Tuesday, October 21, 2014

Tuna for Dinner

     Bit by bit I'm learning about life in the high desert of New Mexico.  One of the things I've learned this fall is how much dogs and coyotes like tunas.  No, not the kind that comes in a can, though they do like that, but the kind that grows on prickly pear cactus.  



The purplish growths are the seed pods of the cactus, called by some, tuna.  



One day last week the dogs and I were out walking on our usual path in the open space.  I started noticing purple poop on the trail.  On closer examination I saw that it was filled with seeds.  This answered a question:  Does anything eat the tuna?  Evidently, coyotes do.  Down the path we went, then the dogs started stopping and rooting around near prickly pear plants, something they have learned the hard way to avoid.  Root, root, root.  Chomp, chomp. Evidently, dogs like the well ripened tuna too.
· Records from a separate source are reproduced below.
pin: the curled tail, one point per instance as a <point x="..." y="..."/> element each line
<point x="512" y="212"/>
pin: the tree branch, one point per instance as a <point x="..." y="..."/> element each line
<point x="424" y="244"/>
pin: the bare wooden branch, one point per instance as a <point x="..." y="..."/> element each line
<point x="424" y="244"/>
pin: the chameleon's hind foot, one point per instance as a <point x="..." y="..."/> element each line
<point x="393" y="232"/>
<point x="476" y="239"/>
Wednesday, February 19, 2014

Dream a Little Dream

I've wondered why some people remember dreams and others don't.  Articles on dreams suggest that you write down what you dreamed immediately when you wake up. It's hard to imagine a life where anyone would do that.  Most of us who launch out of bed do so in response to some urgent calling whether it's a crying baby, an insistent pet or a full bladder.  No time to say, "Hang on while I write in my dream journal."  For the rest getting up is such a struggle that adding a journal writing stop would probably mean they would  deem it another reason to fall back to sleep. 

Like most aging people, I've acquired many aches and pains I didn't have when younger.  Aches and pains which keep me awake or wake me during the night.  These nighttime twinges have taken the place of the nocturnal ruminations of my working and parenting lives when I worried about situations at work or what might happen to my children. There have always been things that bubble to the surface demanding attention when everything else shut down for the night. 
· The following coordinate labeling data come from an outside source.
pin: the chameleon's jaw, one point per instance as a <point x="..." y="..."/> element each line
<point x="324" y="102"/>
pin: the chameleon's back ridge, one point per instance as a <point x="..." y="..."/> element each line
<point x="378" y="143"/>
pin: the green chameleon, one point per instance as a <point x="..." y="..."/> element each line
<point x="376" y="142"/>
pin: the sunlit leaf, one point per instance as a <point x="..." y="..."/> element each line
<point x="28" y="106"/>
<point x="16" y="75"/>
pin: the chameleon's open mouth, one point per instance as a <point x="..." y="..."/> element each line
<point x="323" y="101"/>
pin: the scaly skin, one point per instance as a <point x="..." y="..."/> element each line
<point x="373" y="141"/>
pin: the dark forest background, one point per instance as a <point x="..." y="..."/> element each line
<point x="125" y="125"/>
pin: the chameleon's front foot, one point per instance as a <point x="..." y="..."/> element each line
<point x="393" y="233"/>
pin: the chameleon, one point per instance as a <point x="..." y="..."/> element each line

The result of these and other interruptions was that I didn't sleep very soundly.  I didn't spend much time in the land of REM sleep.  I know I had dreams, sometimes bits and pieces stayed with me, but not the way some other people seem to remember their dreams, vividly and in detail.

That changed a couple of months ago when my trochanter brusitis got so bad that I would spend most nights searching for a comfortable position which would allow me to fall asleep.
After a couple of weeks of this, I starting taking a couple of Aleve before I went to bed.
Then I began to sleep, and I began to dream.  My dreams were vivid, odd, and wonder of wonders, I could remember what seemed like big chunks of them.  

In the way of dreams there were strange happenings and juxtapositions with the wrong things and people in the wrong place at the wrong time.  But, I remembered them.  I could parse them.

Now I wonder if this change is due to better sleep, or the effects of yet another drug in my system.




Monday, January 20, 2014

One of Life's Unanswerable Questions

Why do people leave bumper stickers supporting candidates from past elections on their cars?  Win or lose, you'd think they would get them off at the first opportunity.  If your candidate won, I'd think that when they screwed up, and they will screw up, you wouldn't want everyone to know that you supported the jerk.  On the other hand, if your candidate lost, even though there is some satisfaction in being able to say, "I didn't vote for the jerk who got elected," everyone knows that candidate you did vote for would have eventually screwed up if elected.